Businesses used to have all the power. Traditionally, consumers were restricted by considerations such as geographic location and access. If your particular retail and shopping catchment area happened to have poor customer service, you didn’t really have much recourse beyond writing a strongly-worded letter or two.
Today, however, businesses, whether they realise it or not, are competing on a global scale. Your business’s competitors are all just a click away. And what’s more, customers know this.
With a myriad of online retail solutions all easily available, customers are empowered more than ever and have become increasingly selective about which businesses they spend their hard-earned money on.
So, with this in mind, check out our list of five things consumers look for before choosing your business.
This might seem obvious but have you carefully considered what your pricing is telling consumers? Pricing is arguably your business’s most important consideration when reviewing profitability. Often, especially for smaller businesses, their product pricing is simply a representation of costs versus required profit margins, or just a reflection of industry-related price tags, as opposed to a specific function designed to increase revenue.

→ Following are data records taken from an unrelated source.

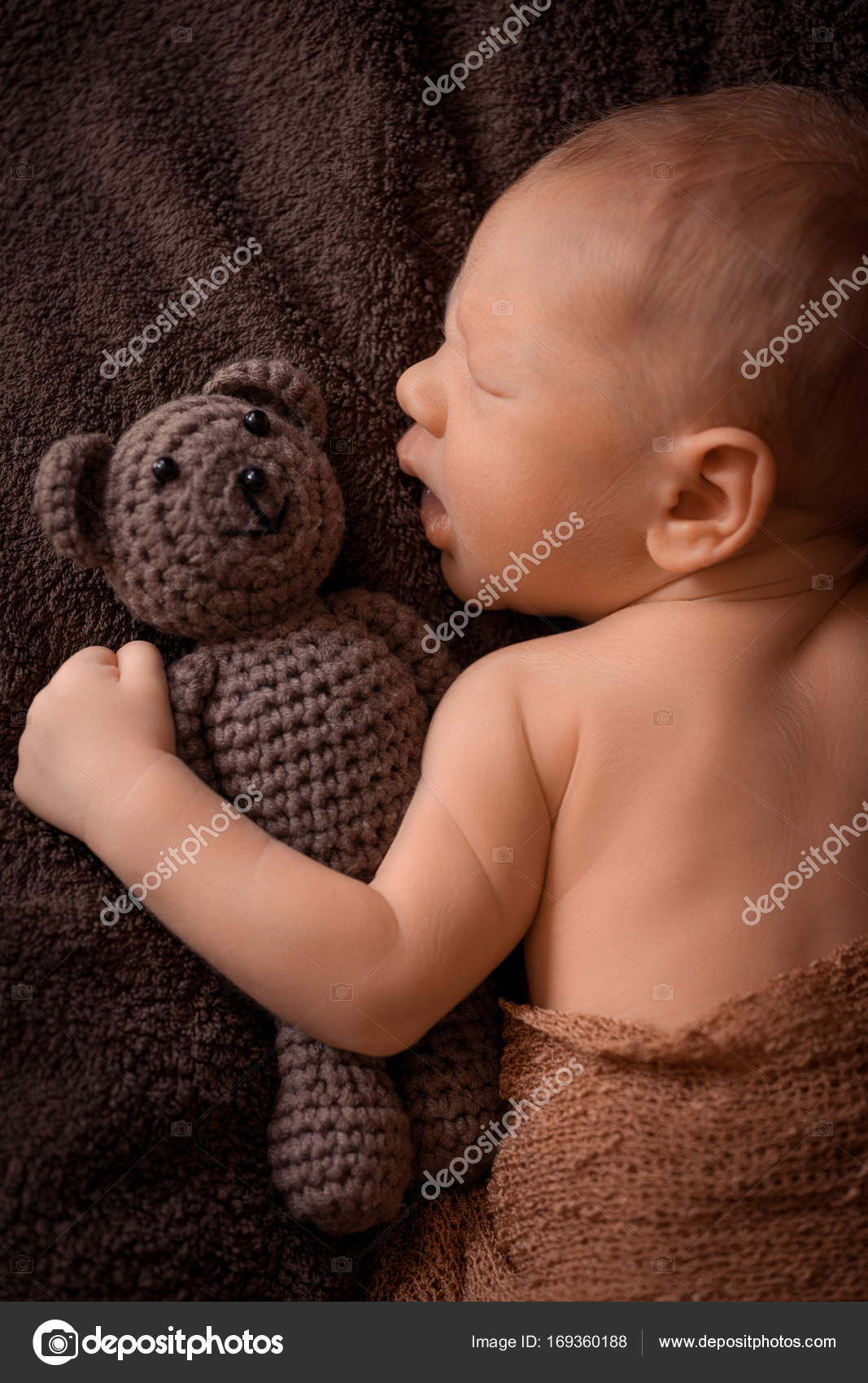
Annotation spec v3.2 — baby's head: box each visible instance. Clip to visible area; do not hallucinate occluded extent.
[398,85,868,618]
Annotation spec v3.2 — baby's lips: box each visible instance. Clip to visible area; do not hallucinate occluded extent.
[419,486,447,548]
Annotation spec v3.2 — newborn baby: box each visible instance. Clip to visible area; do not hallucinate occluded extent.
[15,87,868,1055]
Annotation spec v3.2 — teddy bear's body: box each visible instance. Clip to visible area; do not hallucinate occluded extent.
[34,360,499,1233]
[168,591,429,879]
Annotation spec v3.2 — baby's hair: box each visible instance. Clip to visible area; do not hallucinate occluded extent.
[518,85,868,527]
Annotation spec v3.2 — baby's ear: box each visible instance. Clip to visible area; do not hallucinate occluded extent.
[203,357,328,447]
[33,433,113,567]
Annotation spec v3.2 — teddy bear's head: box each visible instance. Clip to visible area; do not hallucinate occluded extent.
[33,360,344,639]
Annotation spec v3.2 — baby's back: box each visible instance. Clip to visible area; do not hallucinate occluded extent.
[518,582,868,1029]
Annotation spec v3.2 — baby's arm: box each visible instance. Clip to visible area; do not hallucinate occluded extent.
[15,644,550,1055]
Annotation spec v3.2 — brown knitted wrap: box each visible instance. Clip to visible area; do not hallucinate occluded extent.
[34,360,500,1233]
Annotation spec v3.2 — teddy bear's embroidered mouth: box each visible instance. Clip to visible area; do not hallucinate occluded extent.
[223,491,289,538]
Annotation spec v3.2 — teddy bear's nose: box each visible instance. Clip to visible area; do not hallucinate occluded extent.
[238,466,268,495]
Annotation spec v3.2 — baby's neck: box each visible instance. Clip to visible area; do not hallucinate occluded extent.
[631,534,868,606]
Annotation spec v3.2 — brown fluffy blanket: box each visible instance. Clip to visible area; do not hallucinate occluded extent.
[0,0,866,1302]
[372,936,868,1302]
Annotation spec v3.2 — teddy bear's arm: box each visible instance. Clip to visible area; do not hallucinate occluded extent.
[166,648,220,791]
[324,589,460,711]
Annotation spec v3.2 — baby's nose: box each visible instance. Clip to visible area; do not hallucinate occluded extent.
[395,357,443,434]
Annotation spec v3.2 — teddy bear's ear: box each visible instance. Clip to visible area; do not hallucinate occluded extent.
[204,357,328,447]
[33,433,113,567]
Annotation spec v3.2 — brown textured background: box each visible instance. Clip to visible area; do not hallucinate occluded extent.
[0,0,866,1302]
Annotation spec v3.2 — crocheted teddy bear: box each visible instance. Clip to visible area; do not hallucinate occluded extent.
[34,360,500,1233]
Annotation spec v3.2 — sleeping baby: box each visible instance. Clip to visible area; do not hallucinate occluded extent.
[14,85,868,1300]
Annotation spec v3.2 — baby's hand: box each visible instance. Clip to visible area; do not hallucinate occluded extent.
[12,642,176,844]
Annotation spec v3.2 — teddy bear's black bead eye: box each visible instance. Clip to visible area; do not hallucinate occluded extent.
[245,408,271,437]
[238,466,268,495]
[150,456,178,486]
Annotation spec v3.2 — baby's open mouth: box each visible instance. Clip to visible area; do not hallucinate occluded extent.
[419,486,447,548]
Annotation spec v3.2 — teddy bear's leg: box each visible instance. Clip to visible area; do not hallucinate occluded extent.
[268,1023,413,1233]
[390,980,503,1181]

According to analyst Stephen King, there are three main pricing models one should understand before committing to specific prices.
What do you think is the most a customer will pay for your goods or services? What does your consumer data show about how much value you are delivering to your customers? Is this reflected in the pricing?
Target Gross Profit Margin models allow your business a holistic perspective on your performance with a strong focus on bigger-picture percentages, and long-term value, especially when it relates to your business costs versus revenue.
This cost-focused model considers your entire cost of doing business in determining the percentage add-on per business function or product.
On one level or another, all purchases are driven by emotion. Whether one wants their mood to improve, is looking to impress their peers or is consciously or subconsciously seeking association with a particular product or brand, emotional drivers are key in extracting value from one's market.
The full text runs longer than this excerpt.